GR00T N1.5: The Data-Efficient Successor
Link to the official release website: https://research.nvidia.com/labs/gear/gr00t-n1_5/
NVIDIA’s GR00T N1.5 is a direct successor to N1, designed to fix its biggest shortcomings.
- Technical Comparison:
- Data Efficiency: N1.5 was explicitly designed to excel in low-data regimes. In simulation benchmarks, it shows a 2.3x performance improvement over N1 when fine-tuned with only 30 demonstrations.
- Language Grounding: It uses an enhanced (and frozen) VLM backbone and a new training objective called
FLARE(Flow-Matching Latent Action Representation) to better learn representations from human videos and align them with language. This has resulted in the language-following success rate on a real robot jumping from 46.6% (N1) to 93.3% (N1.5). - Synthetic Data: It integrates
DreamGen, a video generation pipeline that can create diverse, counterfactual training data from just a few starting frames.

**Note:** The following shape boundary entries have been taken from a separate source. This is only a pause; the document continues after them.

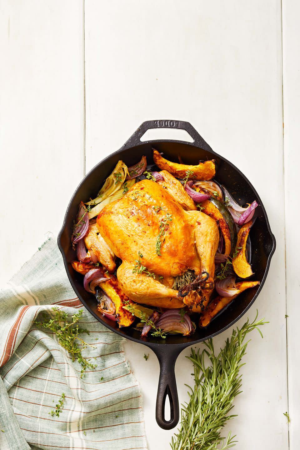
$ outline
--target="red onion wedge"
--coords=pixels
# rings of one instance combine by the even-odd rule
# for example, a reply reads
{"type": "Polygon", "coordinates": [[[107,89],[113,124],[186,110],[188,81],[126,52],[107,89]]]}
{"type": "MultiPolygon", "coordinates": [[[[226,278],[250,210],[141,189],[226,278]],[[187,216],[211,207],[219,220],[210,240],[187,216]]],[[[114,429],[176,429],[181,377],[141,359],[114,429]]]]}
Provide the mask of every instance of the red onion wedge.
{"type": "Polygon", "coordinates": [[[168,310],[161,315],[155,326],[162,331],[174,332],[184,336],[192,334],[195,331],[189,316],[184,313],[181,315],[178,309],[168,310]]]}
{"type": "Polygon", "coordinates": [[[82,262],[89,263],[90,261],[90,254],[89,252],[86,252],[84,241],[81,239],[76,245],[76,254],[77,259],[82,262]]]}
{"type": "Polygon", "coordinates": [[[159,173],[159,172],[152,172],[151,175],[157,180],[158,180],[160,181],[163,181],[164,180],[163,176],[161,173],[159,173]]]}
{"type": "Polygon", "coordinates": [[[85,275],[83,279],[83,286],[86,291],[94,294],[95,288],[103,281],[109,279],[104,276],[102,269],[92,269],[85,275]]]}
{"type": "Polygon", "coordinates": [[[228,255],[223,255],[217,252],[215,255],[215,264],[220,264],[221,262],[225,262],[229,258],[228,255]]]}
{"type": "Polygon", "coordinates": [[[242,226],[244,224],[247,223],[247,222],[251,220],[253,217],[254,210],[257,206],[258,206],[258,203],[256,200],[255,200],[253,203],[251,203],[249,208],[247,208],[246,211],[244,212],[243,212],[238,219],[237,225],[239,225],[240,226],[242,226]]]}
{"type": "Polygon", "coordinates": [[[225,194],[225,204],[235,223],[241,226],[251,220],[254,215],[254,210],[258,206],[256,201],[255,200],[246,208],[243,208],[237,203],[224,186],[222,188],[225,194]]]}
{"type": "MultiPolygon", "coordinates": [[[[157,321],[159,317],[159,314],[157,311],[154,311],[153,314],[149,318],[149,319],[152,320],[153,324],[155,324],[157,321]]],[[[145,324],[143,328],[143,331],[142,332],[142,337],[144,338],[146,336],[152,328],[152,327],[151,325],[147,325],[147,324],[145,324]]]]}
{"type": "Polygon", "coordinates": [[[218,198],[223,200],[223,193],[220,186],[215,181],[197,181],[195,180],[194,186],[200,186],[201,188],[209,191],[214,195],[215,193],[218,194],[218,198]]]}
{"type": "Polygon", "coordinates": [[[193,181],[188,181],[186,183],[184,189],[189,196],[193,200],[194,202],[197,203],[201,203],[204,200],[210,198],[211,197],[209,194],[202,194],[200,192],[197,192],[192,189],[191,186],[193,184],[193,181]]]}
{"type": "Polygon", "coordinates": [[[79,206],[79,211],[76,218],[75,224],[72,234],[72,242],[76,244],[81,241],[88,232],[89,230],[89,214],[83,202],[79,206]]]}
{"type": "Polygon", "coordinates": [[[116,306],[112,299],[102,289],[99,290],[98,299],[99,303],[98,311],[111,320],[115,322],[116,320],[115,314],[116,306]]]}
{"type": "Polygon", "coordinates": [[[233,297],[240,292],[235,285],[235,277],[218,279],[215,286],[216,291],[221,297],[233,297]]]}
{"type": "Polygon", "coordinates": [[[132,178],[136,178],[137,176],[142,175],[145,171],[147,166],[147,161],[146,157],[145,156],[142,156],[142,159],[139,162],[134,164],[134,166],[131,166],[131,167],[128,167],[129,176],[127,175],[125,179],[131,180],[132,178]]]}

- How It Would Translate Experimentally:
- Solving Data Scarcity: GR00T N1.5’s superior data efficiency means it would have likely performed dramatically better with my 65-episode dataset, directly addressing the core fine-tuning problem I faced.
- The Camera Problem (Revisited): While
FLAREand the better VLM improve language understanding, they can’t invent color information that isn’t in the input pixels. N1.5 would still struggle with the prompt “pick the green earplug” due to the hardware limitation. However, its improved intelligence means I could perhaps try to give it a color-agnostic prompt(at inference) like “pick the earplug on the left” and expect it to succeed.
Final Thoughts
Details matter immensely. State-of-the-art models are not magic; their success is a product of architecture, training data, and—critically—the physical hardware and setup.
I hope to convey that these models are not yet at the point where they can work straight out of the box. They need careful fine-tuning, and even then, they may not look like the fancy demos showcased by the big research labs creating these models.
The key takeaway is clear: A model is only as good as the data it receives. Additinally, keep the data somehow similar to how inference will look like. It will make your life much easier, and will require less troubleshooting and data.